Rainer Schenk on Crowdinvesting

e-Book Cover Eric Schreyer, 02.04.2014 – Rainer Schenk on the phenomenon of  Crowdinvesting,  a new online means of financing for startups and small companies ­ developed in the USA and is now increasingly taking hold also in Europe and particularly in Germany.

By exploiting what is known as the ,,collective intelligence” of the crowd of internet users, companies seeking capital are provided with the needed funds. As a return for their monetary contribution, the so called crowd investors are promised interests and a share in the future value of the company. Throughout 2013, only in Germany about EUR 15 million have been invested via crowdinvesting in a total of 66 business projects. This represents a 250% increase compared with the previous year 20121.

With only a few exceptions, the projects financed so far via crowdinvesting have been mostly start-ups, mainly in the fields of E-commerce, Commerce and Creative Economy. Whether this form of financing will keep the momentum going and develop into a sustainable and viable funding source depends on many different factors. Among those, there is also the future attitude of the banking sector and the State towards granting credits, i.e. funds. Moreover, it remains to be seen, whether crowdinvesting can be a suitable source of funding also for already established companies of the SME sector. A survey carried out by the author in 2013 revealed that the majority of companies already established on the market are not familiar at all with this new online form of financing, yet show interest in it and would be willing to raise capital through this alternative funding method. Still, they would rather use it as a complementary financing component within a traditional financing mix.

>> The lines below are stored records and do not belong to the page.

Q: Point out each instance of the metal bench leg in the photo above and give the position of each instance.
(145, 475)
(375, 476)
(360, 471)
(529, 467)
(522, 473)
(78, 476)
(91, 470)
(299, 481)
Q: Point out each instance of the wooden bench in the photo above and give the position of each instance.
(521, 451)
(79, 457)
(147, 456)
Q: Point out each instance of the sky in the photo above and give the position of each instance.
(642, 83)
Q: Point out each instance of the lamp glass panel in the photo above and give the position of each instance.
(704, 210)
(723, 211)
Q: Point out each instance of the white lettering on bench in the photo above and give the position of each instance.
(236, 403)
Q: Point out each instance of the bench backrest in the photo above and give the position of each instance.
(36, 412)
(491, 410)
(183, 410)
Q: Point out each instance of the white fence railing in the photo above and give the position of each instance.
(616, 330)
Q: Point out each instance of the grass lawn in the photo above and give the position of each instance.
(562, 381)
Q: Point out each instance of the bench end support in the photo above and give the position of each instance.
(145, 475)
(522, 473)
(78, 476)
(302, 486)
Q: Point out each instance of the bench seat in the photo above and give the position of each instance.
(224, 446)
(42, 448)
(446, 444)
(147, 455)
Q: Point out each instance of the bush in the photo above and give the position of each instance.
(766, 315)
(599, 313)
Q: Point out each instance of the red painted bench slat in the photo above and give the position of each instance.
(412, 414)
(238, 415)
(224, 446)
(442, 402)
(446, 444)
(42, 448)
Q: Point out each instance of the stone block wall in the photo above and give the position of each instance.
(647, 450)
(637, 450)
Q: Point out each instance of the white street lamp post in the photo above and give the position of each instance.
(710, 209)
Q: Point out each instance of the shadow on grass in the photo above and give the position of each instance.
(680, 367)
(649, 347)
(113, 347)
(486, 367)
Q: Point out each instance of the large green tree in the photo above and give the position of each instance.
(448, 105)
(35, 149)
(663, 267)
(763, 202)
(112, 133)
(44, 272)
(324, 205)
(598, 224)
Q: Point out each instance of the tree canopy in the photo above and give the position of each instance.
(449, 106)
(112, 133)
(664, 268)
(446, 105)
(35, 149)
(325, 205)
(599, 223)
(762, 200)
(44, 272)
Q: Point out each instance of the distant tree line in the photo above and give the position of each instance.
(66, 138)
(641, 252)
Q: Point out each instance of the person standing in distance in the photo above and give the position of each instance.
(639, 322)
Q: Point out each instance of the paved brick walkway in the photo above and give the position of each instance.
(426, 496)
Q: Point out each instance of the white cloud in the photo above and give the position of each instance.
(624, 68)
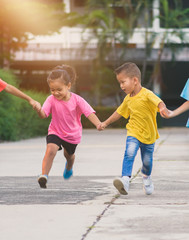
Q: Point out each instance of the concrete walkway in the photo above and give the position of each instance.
(88, 207)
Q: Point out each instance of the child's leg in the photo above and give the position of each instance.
(147, 160)
(122, 184)
(70, 159)
(147, 151)
(132, 146)
(50, 153)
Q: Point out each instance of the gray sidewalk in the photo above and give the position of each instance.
(87, 207)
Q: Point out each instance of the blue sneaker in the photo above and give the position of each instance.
(42, 180)
(67, 173)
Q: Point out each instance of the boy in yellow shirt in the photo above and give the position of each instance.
(141, 107)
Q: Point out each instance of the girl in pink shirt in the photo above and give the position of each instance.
(65, 129)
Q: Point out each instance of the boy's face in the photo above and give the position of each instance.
(127, 84)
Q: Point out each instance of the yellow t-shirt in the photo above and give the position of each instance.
(141, 110)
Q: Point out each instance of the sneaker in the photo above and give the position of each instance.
(122, 184)
(148, 185)
(42, 180)
(67, 173)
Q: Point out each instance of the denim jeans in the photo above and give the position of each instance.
(132, 146)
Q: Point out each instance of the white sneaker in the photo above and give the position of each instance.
(148, 185)
(122, 184)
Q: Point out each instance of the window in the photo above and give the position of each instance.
(176, 16)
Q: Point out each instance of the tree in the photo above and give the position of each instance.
(112, 24)
(173, 20)
(18, 18)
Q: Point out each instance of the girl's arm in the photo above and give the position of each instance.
(16, 92)
(41, 113)
(94, 119)
(113, 118)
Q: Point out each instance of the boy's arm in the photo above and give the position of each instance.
(164, 112)
(94, 119)
(16, 92)
(183, 108)
(113, 118)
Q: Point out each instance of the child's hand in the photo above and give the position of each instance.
(36, 105)
(102, 126)
(166, 113)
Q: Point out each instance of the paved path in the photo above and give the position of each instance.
(87, 207)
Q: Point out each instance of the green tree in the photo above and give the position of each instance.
(112, 24)
(172, 20)
(21, 17)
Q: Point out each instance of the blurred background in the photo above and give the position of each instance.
(95, 37)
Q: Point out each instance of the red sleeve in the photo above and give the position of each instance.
(2, 85)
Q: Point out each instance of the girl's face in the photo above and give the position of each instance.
(59, 90)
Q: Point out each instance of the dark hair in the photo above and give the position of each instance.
(130, 69)
(65, 73)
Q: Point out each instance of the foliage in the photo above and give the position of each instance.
(17, 118)
(111, 29)
(21, 17)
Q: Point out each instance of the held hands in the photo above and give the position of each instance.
(166, 113)
(101, 126)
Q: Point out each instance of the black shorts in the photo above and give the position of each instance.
(70, 148)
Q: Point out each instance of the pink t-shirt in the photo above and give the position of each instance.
(2, 85)
(66, 117)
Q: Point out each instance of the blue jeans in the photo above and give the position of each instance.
(132, 146)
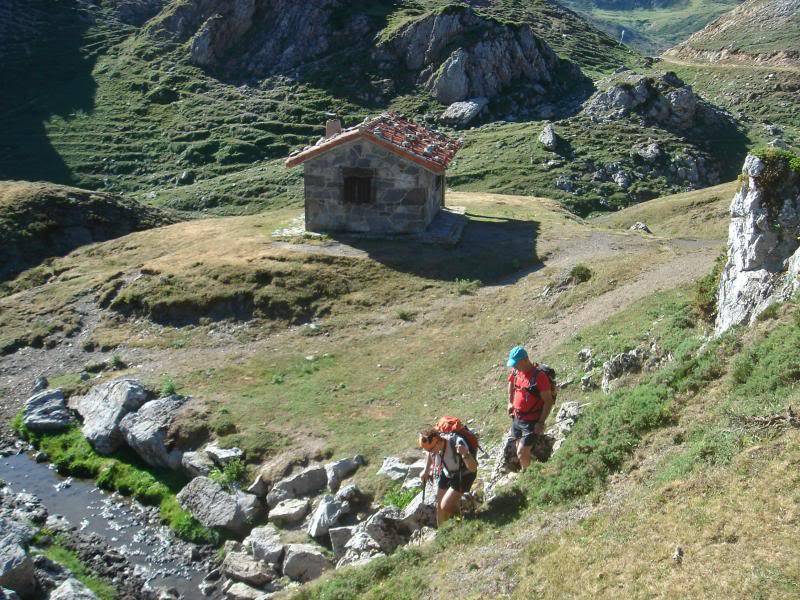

Crowdinvesting presents both opportunities and risks. Given the gaps in the current German regulation, companies have the possibility to raise considerably high sums via the internet2. The majority of crowdinvesting platforms3 currently operating on the German market are startups themselves and their providers are mostly inex-perienced and do not hold any qualification in the field of Corporate Finance.

Furthermore the platforms’ suboptimal workflows and structures, along with a lack of compliance policies, do not offer crowd investors the necessary basis to make a safe investment decision. Given the platforms’ inadequate organizational structures and their unidirectional focus on startups, there is a substantial risk that the financed projects will fail already during the crowdinvesting commitment, thus implying a total loss of the invested sums for crowd investors.

Although one of the principles behind crowdinvesting is that every crowd investor is allowed to provide only a small amount of capital, thus making the risk for the single investor seem minimal, a project failure would lead to the loss of high capital amounts, which, in turn, could jeopardize the crowdinvesting scene as a whole. In fact, those same social networks that quickly magnify the happiness, excitement and mental as well as financial support among the crowd, can become, with that same speed and force, a disruptive social tool, able to destroy single platforms or worse the whole crowdinvesting movement.

In the digital world, the concepts of friendship and hostility are very often schizophrenically united. The present essay aims at outlining in which ways we can still exploit the phenomenon of crowdinvesting and the wisdom of the crowd, also with the purpose of bringing macroeconomic benefits. Some plausible applications for this new source of financing could be the funding of projects shaping the political energy turnaround in Germany with renewable energy sources, municipalities’ or cities’ investments, projects in the agricultural or in the cooperative banking sector. In addition, online financing could also be used within the long-term financial planning of savers and private individuals who have lost faith in the banking sector and are looking for alternative pension schemes. Lastly, raising capital via crowdinvesting could also make sense when com-bined with a firm’s employee participation plan.